Benitez, però, continua a tenerlo in alta considerazione, e forse ora riusciamo a capire il perché.

Per Pogba, il discorso è diverso. Il francese è un fenomeno, probabilmente uno di quelli che possono segnare il calcio mondiale per un lustro e più e perciò non stupisce quel che anche ieri è riuscito a fare.
Controllo al volo, in corsa, tiro secco e gol. Per il resto, la solita prestazione di chi sa di poter cambiare il match in ogni momento: Pogba, almeno qui in Italia, emana una sensazione di onnipotenza.
Mi soffermo, però, su una dichiarazione di Allegri nel post partita, quando, a una domanda di un commentatore di Sky su una possibile futura collocazione del francese classe 1993 sulla trequarti, ha risposto che secondo lui, in quella posizione, Pogba potrebbe fare molta fatica perché, grande e grosso com’è, ha bisogno di spazio per lanciarsi e tra le linee, invece, finirebbe per sentirsi schiacciato.
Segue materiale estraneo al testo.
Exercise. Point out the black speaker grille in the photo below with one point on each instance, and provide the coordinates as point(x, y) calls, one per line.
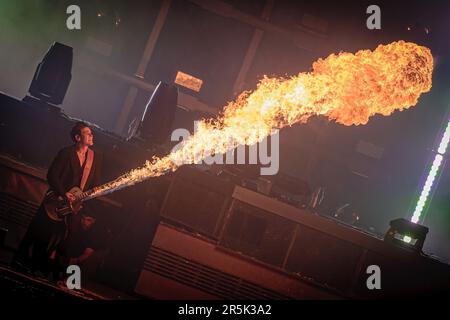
point(207, 279)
Il punto è che secondo me Allegri ha ragione solo in parte. Se infatti il Pogba trequartista venisse inserito nel 4-3-1-2 attuale, ha ragione il mister juventino, il francese verrebbe limitato, e molto, mancandogli lo spazio per far valere il suo strapotere fisico.
C’è da aggiungere, a questo ragionamento, che questo è ciò che sta succedendo a Vidal che quest’anno pare non imbroccarne una in quella posizione.
È semplice: Vidal è un giocatore da ‘qualità nella quantità’, mentre Allegri gli sta chiedendo ‘qualità’ e basta – anche se l’interpretazione di Allegri con il trequartista è particolare: basti ricordare che nel suo Milan quel ruolo era di Boateng, non precisamente un 10 classico.
Tornando a Pogba, in quel ruolo sarebbe improduttivo: per carità, è un fenomeno e di certo si adatterebbe, ma resterebbe la sensazione di uno spreco.

E se pensassimo a un 4-2-3-1 e a un Pogba stile Yaya-Touré? Cosa ne verrebbe fuori? Con un sistema di gioco simile, magari cercando di allungare le distanze tra i reparti, Pogba avrebbe tutto lo spazio per mettere a terra i suoi cavalli e dare, allo stesso tempo, spazio alla sua tecnica e al suo fiuto per il goal che, a dirla tutta, sembra un po’ compresso nel centrocampo juventino.
Dell’Ivoriano si dicevano le stesse cose, ma da quando gioca nel City non è mai sceso sotto i 6 goal a stagione, toccando quota 20 (in campionato, in 35 presenze) la scorsa stagione.
Non sto consigliando questo sistema ad Allegri, per carità: credo però che chi vorrà, in un futuro che spero remotissimo, acquistare il francesino classe ’93, dovrà impostare il proprio gioco in questo modo.